Consequently, most Nigerians will not be able to obtain a university degree, which is a prerequisite for the year-long National Youth Service Corps scheme. Without a NYSC certificate, job seekers cannot be formally employed in government service or most corporate jobs in Nigeria. Most Nigerians are likely to remain trapped in the informal sector, performing low-skill/low-wage jobs.

According to UNICEF, over 10.5m children are not enrolled in school, and that figure is growing. We also know that the public education system is fraught with challenges. These range from insufficient, dilapidated infrastructure to outdated and limited teaching aids, as well as insufficient numbers of teachers (many of whom are not qualified to teach).

This system therefore produces large numbers of people who are unemployable. Employers continue to express their frustration at being unable to fill positions because the local talent pool is too shallow. Many jobs remain vacant for this avoidable reason.

Without access to jobs, millions face destitution. In Western countries people can turn to the state for social safety nets. In Nigeria, they turn to their extended families, whose own financial obligations are already overwhelming.

Certain well-intentioned solutions to this conundrum involve private-sector-led initiatives to provide students with better quality teaching using technology (through online learning, for instance). This approach is welcome, as it bypasses the shortcomings in the public system.

However, it is still largely inaccessible to the majority. Online learning cannot be a broadly impactful option when, according to Freedom House, internet penetration still stands at only 47% in the country. Building more private schools will also not fix the problem because most will be unable to afford the fees. It is a vicious cycle.

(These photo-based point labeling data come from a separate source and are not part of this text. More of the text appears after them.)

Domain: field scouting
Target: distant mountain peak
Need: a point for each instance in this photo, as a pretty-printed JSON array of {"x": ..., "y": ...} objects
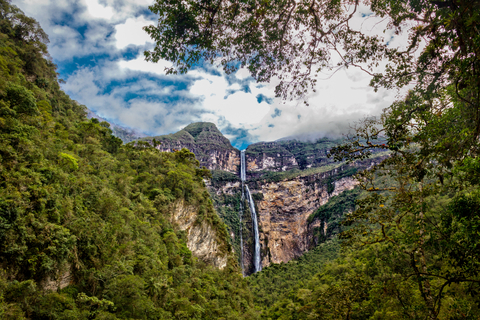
[{"x": 196, "y": 128}]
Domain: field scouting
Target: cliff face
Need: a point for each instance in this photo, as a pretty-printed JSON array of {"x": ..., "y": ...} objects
[
  {"x": 284, "y": 212},
  {"x": 289, "y": 181},
  {"x": 202, "y": 239},
  {"x": 211, "y": 148}
]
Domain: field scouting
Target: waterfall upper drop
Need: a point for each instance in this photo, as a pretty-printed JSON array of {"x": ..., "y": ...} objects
[{"x": 256, "y": 256}]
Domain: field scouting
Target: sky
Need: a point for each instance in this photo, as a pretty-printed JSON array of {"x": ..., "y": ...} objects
[{"x": 98, "y": 47}]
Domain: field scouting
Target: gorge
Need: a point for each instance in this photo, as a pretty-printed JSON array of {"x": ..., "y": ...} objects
[{"x": 269, "y": 193}]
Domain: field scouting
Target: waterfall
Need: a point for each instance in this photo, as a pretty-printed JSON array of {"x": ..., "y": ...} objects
[
  {"x": 246, "y": 191},
  {"x": 241, "y": 233},
  {"x": 256, "y": 257}
]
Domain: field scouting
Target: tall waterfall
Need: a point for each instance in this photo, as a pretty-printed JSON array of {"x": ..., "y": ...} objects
[
  {"x": 241, "y": 233},
  {"x": 246, "y": 192}
]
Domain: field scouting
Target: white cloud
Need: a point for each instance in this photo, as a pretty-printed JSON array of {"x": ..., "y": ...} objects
[
  {"x": 100, "y": 30},
  {"x": 139, "y": 64},
  {"x": 97, "y": 10},
  {"x": 131, "y": 32}
]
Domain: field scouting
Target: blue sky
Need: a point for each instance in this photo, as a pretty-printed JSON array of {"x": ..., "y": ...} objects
[{"x": 98, "y": 47}]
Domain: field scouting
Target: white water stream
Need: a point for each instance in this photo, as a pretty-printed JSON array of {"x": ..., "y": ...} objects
[{"x": 246, "y": 194}]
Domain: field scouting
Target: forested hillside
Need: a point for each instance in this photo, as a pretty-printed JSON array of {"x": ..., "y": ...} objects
[
  {"x": 87, "y": 227},
  {"x": 85, "y": 222},
  {"x": 411, "y": 245}
]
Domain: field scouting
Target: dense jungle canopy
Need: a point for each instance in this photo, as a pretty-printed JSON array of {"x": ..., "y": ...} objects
[
  {"x": 419, "y": 228},
  {"x": 76, "y": 203}
]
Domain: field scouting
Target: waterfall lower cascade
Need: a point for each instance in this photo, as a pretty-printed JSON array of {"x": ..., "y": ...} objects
[{"x": 246, "y": 194}]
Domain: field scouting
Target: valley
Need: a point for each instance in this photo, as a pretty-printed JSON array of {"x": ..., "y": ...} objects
[{"x": 288, "y": 181}]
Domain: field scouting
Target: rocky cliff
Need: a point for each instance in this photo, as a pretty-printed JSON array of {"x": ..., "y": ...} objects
[
  {"x": 211, "y": 148},
  {"x": 289, "y": 180},
  {"x": 202, "y": 238}
]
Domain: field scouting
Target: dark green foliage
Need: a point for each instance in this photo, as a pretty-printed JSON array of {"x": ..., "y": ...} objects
[
  {"x": 332, "y": 213},
  {"x": 220, "y": 177},
  {"x": 276, "y": 281},
  {"x": 82, "y": 212}
]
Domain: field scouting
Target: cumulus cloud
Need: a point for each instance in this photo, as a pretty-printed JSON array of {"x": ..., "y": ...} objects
[
  {"x": 100, "y": 44},
  {"x": 131, "y": 32}
]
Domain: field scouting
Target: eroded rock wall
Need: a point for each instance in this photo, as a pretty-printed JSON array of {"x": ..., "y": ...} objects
[
  {"x": 283, "y": 216},
  {"x": 202, "y": 238}
]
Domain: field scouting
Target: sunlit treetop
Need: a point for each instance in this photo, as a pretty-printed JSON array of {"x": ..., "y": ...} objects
[{"x": 294, "y": 40}]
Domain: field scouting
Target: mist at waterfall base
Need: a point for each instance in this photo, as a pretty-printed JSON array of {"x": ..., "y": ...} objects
[{"x": 246, "y": 194}]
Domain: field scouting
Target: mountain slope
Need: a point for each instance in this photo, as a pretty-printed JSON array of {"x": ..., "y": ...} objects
[{"x": 91, "y": 228}]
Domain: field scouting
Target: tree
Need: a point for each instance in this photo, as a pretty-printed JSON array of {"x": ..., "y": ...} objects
[
  {"x": 294, "y": 40},
  {"x": 427, "y": 213}
]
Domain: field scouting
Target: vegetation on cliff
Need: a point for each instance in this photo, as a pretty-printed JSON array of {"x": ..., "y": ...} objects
[
  {"x": 411, "y": 249},
  {"x": 85, "y": 222}
]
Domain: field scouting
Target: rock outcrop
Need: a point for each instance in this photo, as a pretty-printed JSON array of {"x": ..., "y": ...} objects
[
  {"x": 284, "y": 212},
  {"x": 289, "y": 180},
  {"x": 202, "y": 238},
  {"x": 210, "y": 147}
]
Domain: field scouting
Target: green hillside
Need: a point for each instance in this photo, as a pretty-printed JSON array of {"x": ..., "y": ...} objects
[{"x": 85, "y": 228}]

To truly address Nigeria’s problems, citizens must hold the government to its core function of providing them with adequate public services (including a decent education). Funding for basic education must be increased to significantly improve the infrastructure of public schools, modernise the curriculum while emphasising instruction in science, technology, engineering and maths, and ensure that the best teachers are deployed en masse.

Public funds must also be better deployed to ensure that they are invested in projects that benefit the majority. Short of fixing the educational system for everyone, Nigeria’s aspiration to industrialise will remain unrealised.

Ladé Araba is cofounder and president of the Visiola Foundation and a 2014 Tutu Fellow.